1 被災地のまちづくり、復興計画、総合計画の関係性
地域政策としてのまちづくりのプランニングの手続については、特に定められたものはなく、通常は、連載第6回でも取り上げた「復興計画」の策定プロセスの中で検討されます。
まちづくりは、土地利用、都市計画、道路整備、公共施設整備などに直結する点では、住民に身近な基礎自治体である市町村の復興計画への住民参加は特に重要です。

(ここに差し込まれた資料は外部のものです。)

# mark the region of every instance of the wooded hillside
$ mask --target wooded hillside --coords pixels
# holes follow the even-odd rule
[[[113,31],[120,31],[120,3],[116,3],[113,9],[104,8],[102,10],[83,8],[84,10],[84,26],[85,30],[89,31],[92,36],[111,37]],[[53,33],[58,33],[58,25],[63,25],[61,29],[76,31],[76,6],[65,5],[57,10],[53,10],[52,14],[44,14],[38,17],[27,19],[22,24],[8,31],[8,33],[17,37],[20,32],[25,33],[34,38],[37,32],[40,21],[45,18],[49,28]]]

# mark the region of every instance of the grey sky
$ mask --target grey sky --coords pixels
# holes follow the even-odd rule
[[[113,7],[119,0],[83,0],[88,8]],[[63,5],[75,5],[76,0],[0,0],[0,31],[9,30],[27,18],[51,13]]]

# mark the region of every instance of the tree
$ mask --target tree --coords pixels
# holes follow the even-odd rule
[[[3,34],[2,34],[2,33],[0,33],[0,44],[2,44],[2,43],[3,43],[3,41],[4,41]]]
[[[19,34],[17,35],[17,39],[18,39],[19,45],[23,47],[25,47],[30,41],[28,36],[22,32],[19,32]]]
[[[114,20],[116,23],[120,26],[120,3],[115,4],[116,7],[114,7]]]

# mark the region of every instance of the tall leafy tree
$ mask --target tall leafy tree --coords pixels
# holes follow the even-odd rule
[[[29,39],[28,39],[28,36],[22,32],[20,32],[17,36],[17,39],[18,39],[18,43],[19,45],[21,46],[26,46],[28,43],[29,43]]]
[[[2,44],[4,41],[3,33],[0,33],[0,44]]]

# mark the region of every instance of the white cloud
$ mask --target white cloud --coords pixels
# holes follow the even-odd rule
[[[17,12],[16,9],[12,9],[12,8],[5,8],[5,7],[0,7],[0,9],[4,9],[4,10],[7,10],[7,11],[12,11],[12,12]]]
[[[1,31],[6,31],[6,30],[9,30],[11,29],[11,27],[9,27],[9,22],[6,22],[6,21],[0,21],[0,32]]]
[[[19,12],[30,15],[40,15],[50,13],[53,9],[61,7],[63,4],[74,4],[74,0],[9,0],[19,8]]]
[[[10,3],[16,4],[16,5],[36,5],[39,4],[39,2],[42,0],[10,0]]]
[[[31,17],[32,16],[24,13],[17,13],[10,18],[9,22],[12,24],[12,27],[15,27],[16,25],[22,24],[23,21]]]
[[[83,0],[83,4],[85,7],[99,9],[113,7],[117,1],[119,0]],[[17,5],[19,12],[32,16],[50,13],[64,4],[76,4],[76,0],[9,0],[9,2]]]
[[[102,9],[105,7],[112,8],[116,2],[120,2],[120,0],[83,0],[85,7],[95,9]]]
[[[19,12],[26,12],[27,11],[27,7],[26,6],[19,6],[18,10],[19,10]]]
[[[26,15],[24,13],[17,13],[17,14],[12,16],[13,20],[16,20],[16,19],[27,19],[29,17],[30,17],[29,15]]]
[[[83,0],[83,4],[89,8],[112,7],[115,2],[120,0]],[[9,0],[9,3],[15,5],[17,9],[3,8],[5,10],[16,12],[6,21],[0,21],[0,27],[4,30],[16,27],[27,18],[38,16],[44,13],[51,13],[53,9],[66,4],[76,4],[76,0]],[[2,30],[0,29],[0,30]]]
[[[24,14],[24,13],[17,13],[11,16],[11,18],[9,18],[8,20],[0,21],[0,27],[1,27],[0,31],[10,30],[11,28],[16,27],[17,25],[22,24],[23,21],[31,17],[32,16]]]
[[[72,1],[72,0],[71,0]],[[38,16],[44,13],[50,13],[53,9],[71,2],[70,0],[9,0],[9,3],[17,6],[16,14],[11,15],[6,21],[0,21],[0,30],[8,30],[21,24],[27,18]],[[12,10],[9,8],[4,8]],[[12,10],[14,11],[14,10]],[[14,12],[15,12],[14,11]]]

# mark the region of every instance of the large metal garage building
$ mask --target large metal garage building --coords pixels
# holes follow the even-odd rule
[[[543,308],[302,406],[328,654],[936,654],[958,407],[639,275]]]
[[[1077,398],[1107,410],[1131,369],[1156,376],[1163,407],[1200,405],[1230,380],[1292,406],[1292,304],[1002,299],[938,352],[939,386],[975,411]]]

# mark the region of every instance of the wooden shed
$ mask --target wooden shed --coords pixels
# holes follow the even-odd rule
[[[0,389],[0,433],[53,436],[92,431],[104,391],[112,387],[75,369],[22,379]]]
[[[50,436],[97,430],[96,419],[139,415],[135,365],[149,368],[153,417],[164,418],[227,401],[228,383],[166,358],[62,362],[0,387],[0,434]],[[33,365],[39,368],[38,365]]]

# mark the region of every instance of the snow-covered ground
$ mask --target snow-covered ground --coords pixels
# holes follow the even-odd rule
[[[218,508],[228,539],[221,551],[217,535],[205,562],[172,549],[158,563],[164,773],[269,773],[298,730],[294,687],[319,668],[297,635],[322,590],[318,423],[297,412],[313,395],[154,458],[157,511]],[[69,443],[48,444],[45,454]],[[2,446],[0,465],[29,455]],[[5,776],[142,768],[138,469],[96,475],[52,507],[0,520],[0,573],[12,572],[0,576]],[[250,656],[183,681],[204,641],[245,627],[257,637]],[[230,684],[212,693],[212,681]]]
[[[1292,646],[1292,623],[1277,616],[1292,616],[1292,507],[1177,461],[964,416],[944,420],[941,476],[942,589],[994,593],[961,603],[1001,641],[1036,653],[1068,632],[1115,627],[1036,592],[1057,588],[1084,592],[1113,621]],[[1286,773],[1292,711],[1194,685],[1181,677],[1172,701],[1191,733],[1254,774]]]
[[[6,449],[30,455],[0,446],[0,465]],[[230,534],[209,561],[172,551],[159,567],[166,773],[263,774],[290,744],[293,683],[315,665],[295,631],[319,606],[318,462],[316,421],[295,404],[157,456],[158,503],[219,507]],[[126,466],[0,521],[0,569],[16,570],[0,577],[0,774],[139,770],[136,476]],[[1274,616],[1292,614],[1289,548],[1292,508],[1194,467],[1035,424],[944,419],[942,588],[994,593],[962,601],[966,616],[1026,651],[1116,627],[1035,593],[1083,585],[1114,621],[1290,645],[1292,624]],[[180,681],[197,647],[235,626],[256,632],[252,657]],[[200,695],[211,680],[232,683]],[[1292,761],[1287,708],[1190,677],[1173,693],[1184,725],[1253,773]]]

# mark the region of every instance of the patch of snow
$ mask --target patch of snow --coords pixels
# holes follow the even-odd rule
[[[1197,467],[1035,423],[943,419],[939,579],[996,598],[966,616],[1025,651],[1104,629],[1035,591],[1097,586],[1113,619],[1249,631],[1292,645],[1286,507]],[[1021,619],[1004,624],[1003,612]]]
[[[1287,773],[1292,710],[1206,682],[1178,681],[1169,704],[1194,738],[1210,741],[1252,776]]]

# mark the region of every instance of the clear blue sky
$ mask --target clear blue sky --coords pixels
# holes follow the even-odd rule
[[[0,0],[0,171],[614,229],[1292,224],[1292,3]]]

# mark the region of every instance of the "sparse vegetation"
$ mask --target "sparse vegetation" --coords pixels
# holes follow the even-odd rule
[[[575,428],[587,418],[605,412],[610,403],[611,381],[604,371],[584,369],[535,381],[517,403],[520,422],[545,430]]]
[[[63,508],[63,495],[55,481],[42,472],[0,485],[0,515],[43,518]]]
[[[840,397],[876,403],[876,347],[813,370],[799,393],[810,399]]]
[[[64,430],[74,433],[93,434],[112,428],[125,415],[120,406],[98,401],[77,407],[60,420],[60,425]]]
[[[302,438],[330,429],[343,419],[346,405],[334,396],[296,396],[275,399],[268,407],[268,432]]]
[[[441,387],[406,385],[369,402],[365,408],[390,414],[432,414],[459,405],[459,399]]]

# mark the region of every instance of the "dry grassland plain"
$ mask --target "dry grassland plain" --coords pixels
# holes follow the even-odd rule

地域政策としての被災地のまちづくりを考えると、災害が大規模化し、エリア的にも被災者数的にも広範囲に被害が及ぶ場合、まちづくりに関わる政策も、自治体の「復興計画」としてソフト・ハードの広い分野にわたる、自治体政策全般に及ぶ内容になります。すなわち、「復興計画の総合計画化」という状況になります。
被災自治体において、復興計画と総合計画の関係については、東日本大震災と熊本地震以後では、多少、位置付けが異なってきています(8)。東日本大震災においては、岩手、宮城、福島の各県においても、総合計画とは別体系で復興計画が策定されましたが、その後に総合計画の見直しを行い、上位計画の総合計画が、下位計画の復興計画の内容を包含する形で調整を図っています。
東日本大震災では、東日本大震災復興基本法3条による国の復興基本方針において、自治体が復興計画を定めることが明記され、復興特区制度や復興交付金などの対象が、復興計画への掲載事業であることを条件とされたことなどが、こうしたことの背景にあるものと思われます。
一方、熊本地震においては、熊本県や熊本市、益城町の復興計画と総合計画について、筆者が2018年12月に自治体に対しヒアリングしたところでは、当初から復興計画は総合計画の一部又は部門別計画であるとの説明があり、一応の整理が行われています。